Из письма к жене: «У меня, Катя, есть своя правда, совершенно отличная от той, которая принята в жизни, и мне много придется страдать за мою правду, потому что ее не скоро поймут и долго будут издеваться надо мною…» Важное заявление. Но что это за «правда»?
Нагляднее всего неопределенность позиции Горького обнаружилась в его рассуждениях о «людях» и «человеках». В письмах к Л. Н. Толстому, И. Е. Репину, Ф. Д. Батюшкову он сложил гимн во славу Человека. Но в других письмах, написанных тогда же, мы встретим немало своенравных и даже жестоких отзывов о людях. Это заставляет подозревать, что гуманизм писателя был вовсе не «гуманного» происхождения.
Например, он пишет Е. П. Пешковой о каких-то барышнях, что «ухаживали» за ним в Ялте: «Господи! Сколько на земле всякой сволочи, совершенно не нужной никому, совершенно ни на что не способной, тупой, скучающей от пустоты своей, жадной на все новое, глупо жадной». В письме к Чехову, говоря о А. В. Суворине, заметил: «Мне, знаете, все больше жаль старика — он, кажется, совершенно растерялся. <…> Наверное, Вам больно за него — но простите! Может, это и жестоко — оставьте его, если можете. Оставьте его самому себе — Вам беречь себя надо. Это все-таки — гнилое дерево, чем можете Вы помочь ему?» Он не мог не знать о дружбе Чехова со старым издателем самой популярной консервативной газеты «Новое время», постоянно подвергавшейся нападкам со стороны либеральной прессы. Он не мог не знать, что Суворин помогал Чехову. Но: «гнилое дерево»!
Впервые посетив Петербург и познакомившись со столичной интеллигенцией, он в письме к Е. П. Пешковой заметил: «Лучше б мне не видеть всю эту сволочь, всех этих жалких, маленьких людей, которым популярность в обществе нужна более, чем сама литература».
Горький однажды обнаружил, что его биография мешала правильному представлению о нем. Он рано стал понимать, что сохранить свое лицо в обществе «самородку» чрезвычайно трудно. По меткому замечанию М. О. Меньшикова — он был «всем нужен». «Для всех лагерей, как правдивый художник, г. Горький служит иллюстратором их теорий; он всем нужен, все зовут его в свидетели, как человека, видевшего предмет спора — народ, и все ступени его упадка». Между тем к концу XIX века спор о народе достиг апогея, нуждался в «третейском суде». Сила традиции была так велика, что Д. С. Мережковский в статье «О причинах упадка и о новых течениях современной русской литературы» (1892) тоже обращался к «народному мнению». «Не нам жалеть народ. Скорее мы должны
Поэтому не случайно, что Н. К. Михайловский, В. Г. Короленко, Л. Н. Толстой единодушно пожелали увидеть в молодом Горьком «настоящего» человека из народа, не без надежды найти в талантливом самородке весомый аргумент в пользу собственных взглядов. Толстой, например, всерьез сердился и ревновал Горького, если тот не отвечал его априорным представлениям о «писателе из народа». Он скоро обнаружил в нем какую-то морально-эстетическую порчу и записал автора «Челкаша» и «На дне» в ницшеанцы.

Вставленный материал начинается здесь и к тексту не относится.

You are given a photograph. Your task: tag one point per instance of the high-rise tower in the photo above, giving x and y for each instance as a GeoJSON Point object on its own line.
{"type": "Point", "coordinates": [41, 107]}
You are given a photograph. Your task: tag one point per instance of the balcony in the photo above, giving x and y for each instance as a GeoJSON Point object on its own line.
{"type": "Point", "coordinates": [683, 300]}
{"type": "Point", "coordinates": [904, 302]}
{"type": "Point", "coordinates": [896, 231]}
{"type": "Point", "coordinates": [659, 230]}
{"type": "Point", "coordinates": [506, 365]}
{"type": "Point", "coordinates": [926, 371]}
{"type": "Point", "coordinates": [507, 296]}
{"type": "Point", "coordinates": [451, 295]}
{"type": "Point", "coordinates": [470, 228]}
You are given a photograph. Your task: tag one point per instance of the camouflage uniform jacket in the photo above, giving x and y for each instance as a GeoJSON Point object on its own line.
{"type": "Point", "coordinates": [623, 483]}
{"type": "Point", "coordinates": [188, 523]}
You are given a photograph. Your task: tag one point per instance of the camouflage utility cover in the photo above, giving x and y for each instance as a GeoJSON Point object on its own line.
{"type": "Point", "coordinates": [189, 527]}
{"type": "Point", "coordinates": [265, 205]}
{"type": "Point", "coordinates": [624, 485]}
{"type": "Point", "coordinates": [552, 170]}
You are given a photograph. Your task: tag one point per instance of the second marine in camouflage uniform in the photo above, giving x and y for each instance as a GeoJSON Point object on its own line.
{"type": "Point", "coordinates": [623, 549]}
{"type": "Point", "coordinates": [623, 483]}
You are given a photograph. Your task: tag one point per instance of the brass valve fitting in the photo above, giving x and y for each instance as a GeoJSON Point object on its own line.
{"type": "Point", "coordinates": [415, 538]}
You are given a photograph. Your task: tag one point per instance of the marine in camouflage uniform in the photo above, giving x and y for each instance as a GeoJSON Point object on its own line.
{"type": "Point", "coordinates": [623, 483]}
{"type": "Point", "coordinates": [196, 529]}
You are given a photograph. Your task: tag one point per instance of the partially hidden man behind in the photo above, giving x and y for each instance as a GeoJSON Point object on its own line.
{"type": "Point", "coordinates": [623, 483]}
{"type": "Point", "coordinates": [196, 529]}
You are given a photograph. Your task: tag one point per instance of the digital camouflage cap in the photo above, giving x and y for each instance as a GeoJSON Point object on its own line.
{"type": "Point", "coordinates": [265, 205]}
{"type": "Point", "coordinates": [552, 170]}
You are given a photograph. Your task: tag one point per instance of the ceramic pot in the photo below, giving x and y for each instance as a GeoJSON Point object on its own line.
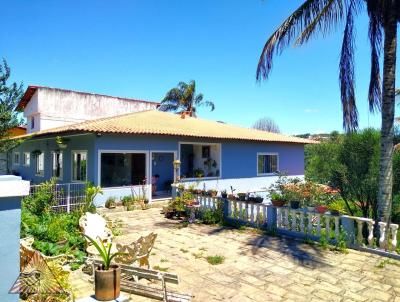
{"type": "Point", "coordinates": [278, 203]}
{"type": "Point", "coordinates": [295, 204]}
{"type": "Point", "coordinates": [107, 283]}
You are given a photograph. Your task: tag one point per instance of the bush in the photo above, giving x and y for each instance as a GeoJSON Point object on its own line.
{"type": "Point", "coordinates": [54, 233]}
{"type": "Point", "coordinates": [110, 202]}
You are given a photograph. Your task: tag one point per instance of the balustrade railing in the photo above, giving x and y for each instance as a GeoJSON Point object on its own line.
{"type": "Point", "coordinates": [357, 232]}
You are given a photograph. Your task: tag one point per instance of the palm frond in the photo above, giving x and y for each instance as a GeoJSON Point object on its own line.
{"type": "Point", "coordinates": [198, 99]}
{"type": "Point", "coordinates": [333, 12]}
{"type": "Point", "coordinates": [304, 18]}
{"type": "Point", "coordinates": [207, 104]}
{"type": "Point", "coordinates": [375, 37]}
{"type": "Point", "coordinates": [346, 75]}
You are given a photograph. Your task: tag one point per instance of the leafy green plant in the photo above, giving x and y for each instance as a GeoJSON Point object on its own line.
{"type": "Point", "coordinates": [110, 202]}
{"type": "Point", "coordinates": [90, 193]}
{"type": "Point", "coordinates": [337, 206]}
{"type": "Point", "coordinates": [215, 260]}
{"type": "Point", "coordinates": [126, 200]}
{"type": "Point", "coordinates": [105, 252]}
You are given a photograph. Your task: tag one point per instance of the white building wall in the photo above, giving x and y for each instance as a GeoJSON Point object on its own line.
{"type": "Point", "coordinates": [54, 108]}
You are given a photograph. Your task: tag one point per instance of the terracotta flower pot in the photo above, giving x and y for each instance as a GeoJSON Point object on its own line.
{"type": "Point", "coordinates": [335, 212]}
{"type": "Point", "coordinates": [107, 283]}
{"type": "Point", "coordinates": [278, 203]}
{"type": "Point", "coordinates": [295, 204]}
{"type": "Point", "coordinates": [321, 209]}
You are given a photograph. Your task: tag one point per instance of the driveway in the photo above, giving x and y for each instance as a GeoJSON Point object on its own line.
{"type": "Point", "coordinates": [256, 267]}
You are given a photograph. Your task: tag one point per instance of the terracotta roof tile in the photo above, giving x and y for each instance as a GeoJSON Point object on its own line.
{"type": "Point", "coordinates": [162, 123]}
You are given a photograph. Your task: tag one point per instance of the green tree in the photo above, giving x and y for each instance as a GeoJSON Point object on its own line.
{"type": "Point", "coordinates": [183, 98]}
{"type": "Point", "coordinates": [322, 158]}
{"type": "Point", "coordinates": [266, 124]}
{"type": "Point", "coordinates": [323, 16]}
{"type": "Point", "coordinates": [356, 174]}
{"type": "Point", "coordinates": [10, 95]}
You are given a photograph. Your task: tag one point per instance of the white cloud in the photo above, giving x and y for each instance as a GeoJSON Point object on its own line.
{"type": "Point", "coordinates": [311, 110]}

Н. К. Михайловский, высоко оценив молодое дарование, в статьях тактично старался спасти его от «острых игл декадентства», которые «в действительности не только не тонки и не остры, а, напротив, очень грубы и тупы».
Романтическая манера раннего Горького, несомненно, была близка В. Г. Короленко, автору рассказа «Огоньки», хотя он и упрекал своего ученика за излишний романтизм. Но и Короленко пришел в растерянность, прочитав в сборнике издательства «Знание» поэму Горького «Человек», где пламенный романтизм сочетался с ледяной абстрактностью в изображении образа Человека. В этом космическом образе, лишенном «человеческих, слишком человеческих», говоря словами Ницше, черт, Короленко не нашел ничего «гуманного» и заподозрил Горького в высокомерии. И опять — ничем иным, кроме влияния Ницше, он объяснить это не смог.
Можно догадаться, что под ницшеанством Горького понимали «неорганическую» сторону его ранних рассказов, в которой видели влияние «извне». Речь о ницшеанстве Горького заходила всякий раз, когда реальный образ писателя почему-то не вписывался в представления о народных источниках его творчества. В глазах литературных и общественных авторитетов Горький обязан был быть именно «самородком», а значит — «чистым листом», на котором можно написать и хорошее, и дурное. По мнению Льва Толстого, Короленко, Михайловского, Ницше оказал на него «дурное» влияние.